Think that’s enough?

It makes already large levels feel even bigger, which might not be such a good thing. Levels are large, but not terribly varied, and it takes far too long for the game to start throwing obstacles in it that are defeated using skill rather than luck. One issue is that, more often than not, when I went to jump to hit an enemy, I would end up getting hit by an enemy above me on a floating platform. There is a skill to be learned for any video game, especially platformers; I won’t deny that, but there is a point where level design has to collaborate. Stinky Snake’s level design doesn’t collaborate, and in fact, it’s a hindrance more often than not.
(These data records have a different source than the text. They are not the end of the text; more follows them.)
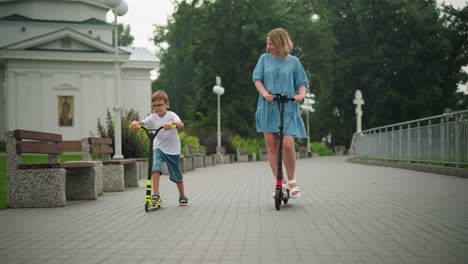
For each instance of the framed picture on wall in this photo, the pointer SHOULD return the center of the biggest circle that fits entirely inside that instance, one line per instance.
(65, 113)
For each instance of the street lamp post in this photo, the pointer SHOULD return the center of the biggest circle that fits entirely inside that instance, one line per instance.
(217, 89)
(119, 8)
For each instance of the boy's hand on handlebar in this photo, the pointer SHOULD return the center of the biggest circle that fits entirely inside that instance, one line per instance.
(299, 98)
(169, 125)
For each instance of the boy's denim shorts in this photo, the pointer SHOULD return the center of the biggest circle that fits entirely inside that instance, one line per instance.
(172, 161)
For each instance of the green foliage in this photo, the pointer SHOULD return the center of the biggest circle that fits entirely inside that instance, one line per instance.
(188, 140)
(403, 55)
(134, 145)
(319, 147)
(3, 183)
(252, 145)
(125, 37)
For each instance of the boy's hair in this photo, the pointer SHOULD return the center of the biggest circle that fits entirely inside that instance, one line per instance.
(280, 38)
(160, 95)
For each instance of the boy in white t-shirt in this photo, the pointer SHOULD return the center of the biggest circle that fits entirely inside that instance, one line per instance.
(166, 145)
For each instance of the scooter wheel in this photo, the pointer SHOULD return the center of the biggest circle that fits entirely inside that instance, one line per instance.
(278, 198)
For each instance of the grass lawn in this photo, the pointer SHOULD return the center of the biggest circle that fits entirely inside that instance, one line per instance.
(33, 159)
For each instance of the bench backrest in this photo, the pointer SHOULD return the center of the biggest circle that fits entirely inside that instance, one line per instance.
(241, 151)
(221, 150)
(71, 145)
(26, 141)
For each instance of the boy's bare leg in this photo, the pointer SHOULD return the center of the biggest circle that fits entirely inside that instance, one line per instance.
(156, 177)
(180, 187)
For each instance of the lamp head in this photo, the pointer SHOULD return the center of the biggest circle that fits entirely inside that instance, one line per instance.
(112, 3)
(121, 9)
(218, 90)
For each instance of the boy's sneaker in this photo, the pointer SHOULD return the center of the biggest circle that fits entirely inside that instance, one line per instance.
(183, 201)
It’s frustrating because there’s nothing inherently wrong with the game, it’s just not very fun. For every compliment I can give it, there’s two or three faults I find that make it hard to recommend. The controls are responsive but there’s no momentum, and the moment the button is no longer pressed the character stops faster than I jump to defend Sony. The characters and story put a smile in my face, being written and illustrated by literal children, but that means that the animations are limited, and I’m not exaggerating when they seem to have been made in Microsoft Paint. When the biggest compliment I can give a game is that it’s technically sound, that it plays well without any frame drops, and that it didn’t crash, then I’m truly at a loss.

Scurry, sniff, flinch, much?

Even now I hesitate to call it terrible. I don’t like to be caustic and the game has seen improvements. The updates are common, and while they don’t make the game good, they make it better. Stinky Snake has a solid foundation that keeps being added onto, but that doesn’t mean I can recommend it. I’ve had some fun with it, but that fun was short lived. Moving back and forth through the levels, I felt like I was in some old Hanna-Barbera cartoon, the background looping. I felt like I wasn’t going anywhere, and that sapped the small hints of enjoyment I did have.

It’s telling that I did not want to finish Stinky Snake. I can say that it gets better towards the end as it reaches a point where it stops blocking the goal line with items requirements and I can just head straight to the end. I thought that I could find some joy in speed-running the game or, at least, finishing it fast. I even joked that it was a Sonic tribute. Gotta go fast, indeed. However, even that simple joy was dashed because contact with enemies damage the character unless you attack them from above. It became quite easy to, in my rush, be hit and constantly take damage.

I will use that word again, confusion. Once more, Stinky Snake confused me. From it constantly changing how to unlock the exit pole, to having alternate pathways that lead nowhere, I didn’t, and still don’t, know what it’s trying to achieve. Some fun might be had, but it has to be dug for. This is one of those cases where the development story is more interesting than the final product, and isn’t that disappointing?


Stinky Snake was developed by DB Attic Studios
Point of Sale: Steam
$7.99

A review copy was provided by the developer.
Mcportugalem doesn’t award Stinky Snake anything.